Thursday, November 17, 2011

R.I.P.: Lee Pockriss

(born January 20, 1924 in Brooklyn, NY, USA;
died November 14, 2011 in Bridgewater, Connecticut, USA)

Although it's not mentioned in the NYT obituary below, my all-time favorite Lee Pockriss' song is "I Haven't Got Anything Better To Do," a song that producer Creed Taylor also loves, having selected it for CTI albums by Stanley Turrentine ("Salt Song" - 1971) and Esther Phillips ("Capricorn Princess" - 1976). Brazilian bossa princess Astrud Gilberto also covered it as the title track of her Brooks Arthur-produced 1968 LP for Verve.Lee Pockriss, Songwriter Behind 'Itsy Bitsy' Bikini, Dies at 87
by Anita Gates for The New York Times - November 17, 2011

Lee Pockriss, who wrote the music for midcentury pop hits like "Itsy Bitsy Teenie Weenie Yellow Polka Dot Bikini," "Catch a Falling Star" and "Johnny Angel," died on Monday at his home in Bridgewater, Conn. He was 87.

His death was confirmed by his nephew Adam Pockriss.

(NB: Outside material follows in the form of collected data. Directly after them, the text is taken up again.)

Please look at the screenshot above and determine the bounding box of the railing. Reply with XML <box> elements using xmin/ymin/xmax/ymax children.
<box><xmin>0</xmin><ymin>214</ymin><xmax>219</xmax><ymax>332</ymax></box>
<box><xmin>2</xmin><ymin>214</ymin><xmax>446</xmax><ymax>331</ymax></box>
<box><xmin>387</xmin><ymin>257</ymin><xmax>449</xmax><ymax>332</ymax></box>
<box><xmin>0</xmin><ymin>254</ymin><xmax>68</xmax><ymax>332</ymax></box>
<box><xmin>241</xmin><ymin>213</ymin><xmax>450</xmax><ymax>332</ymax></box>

Perry Como made a hit of the gentle ballad "Catch a Falling Star" ("Put it in your pocket / Save it for a rainy day"), which Mr. Pockriss wrote with Paul Vance, in 1957. Shelley Fabares introduced Mr. Pockriss and Lynn Duddy's wistful love song "Johnny Angel" ("I dream of him and me / And how it's gonna be") as her teenage character on the family sitcom "The Donna Reed Show" in 1962.

But in between, Mr. Pockriss struck a very different note in another collaboration with Mr. Vance: "Itsy Bitsy Teenie Weenie Yellow Polka Dot Bikini," a novelty number about a young woman "afraid to come out of the water" and be seen in the revealing swimsuit she was wearing. Her reluctance was understandable, because the navel-revealing bikini was still considered relatively shocking outside Hollywood and the French Riviera. In fact, the song has been credited with helping it gain acceptance.

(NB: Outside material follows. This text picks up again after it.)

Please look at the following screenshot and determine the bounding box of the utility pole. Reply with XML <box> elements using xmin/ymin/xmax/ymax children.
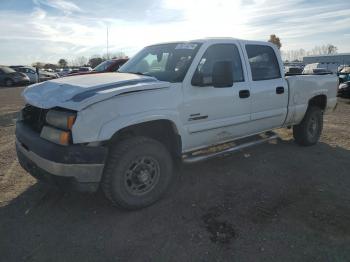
<box><xmin>106</xmin><ymin>26</ymin><xmax>109</xmax><ymax>60</ymax></box>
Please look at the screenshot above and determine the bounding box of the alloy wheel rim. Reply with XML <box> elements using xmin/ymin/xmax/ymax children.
<box><xmin>124</xmin><ymin>156</ymin><xmax>160</xmax><ymax>196</ymax></box>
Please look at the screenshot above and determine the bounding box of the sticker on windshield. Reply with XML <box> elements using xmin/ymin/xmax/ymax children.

Brian Hyland had a No. 1 hit with the song in 1960, and it was so inescapable as part of popular culture that a Hollywood film, Billy Wilder's "One, Two, Three" (1961), affectionately lampooned it with a scene in which East German soldiers tortured a character (played by Horst Bucholz) by forcing him to listen to the song repeatedly.

Mr. Pockriss also worked in musical theater for decades. He wrote the music and Anne Croswell wrote the lyrics for the 1963 Broadway show "Tovarich," for which Vivien Leigh won the Tony Award for best actress in a musical. The two also collaborated on "Ernest in Love," a musical version of Oscar Wilde's "Importance of Being Earnest," first produced off Broadway in 1960 and revived by the Irish Repertory Company in 2009; "Conrack," based on Pat Conroy's book, which had an Off Broadway production in 1987; and "Bodo," about a 12th-century goatherd, produced at the Promenade Theater in 1983.

With the lyricist Carolyn Leigh and Hugh Wheeler of "Sweeney Todd," Mr. Pockriss created "Gatsby," a musical based on F. Scott Fitzgerald's novel "The Great Gatsby," in 1969. It was best known as an unproduced work, but this year it received two concert performances as part of the New York Musical Theater Festival. David Rooney, reviewing it in The New York Times, said that the songs succeeded in "evoking Fitzgerald's characters, spreading a beguiling carpet of melancholy beneath all that jazz age revelry."

"It made me curious," he added, "to see a full production."

Mr. Pockriss also wrote songs for "Sesame Street," including "My Polliwog Ways," sung by Kermit the Frog.

Lee Julian Pockriss was born on Jan. 20, 1924, in Brooklyn, the son of Joseph and Ethel Price Pockriss. He attended Erasmus Hall High School and Brooklyn College, and studied musicology at New York University. He served in the Army Air Forces during World War II as a cryptographer in the South Pacific.

He is survived by his wife, Sonja, and a brother, Harold.

Mr. Pockriss's talent was recognized early. In 1950 The Times reported the presentation of an American Federation of Music Clubs award. The $100 first prize in composing went to a young graduate student, Lee Pockriss, of 325 Ocean Avenue, Brooklyn.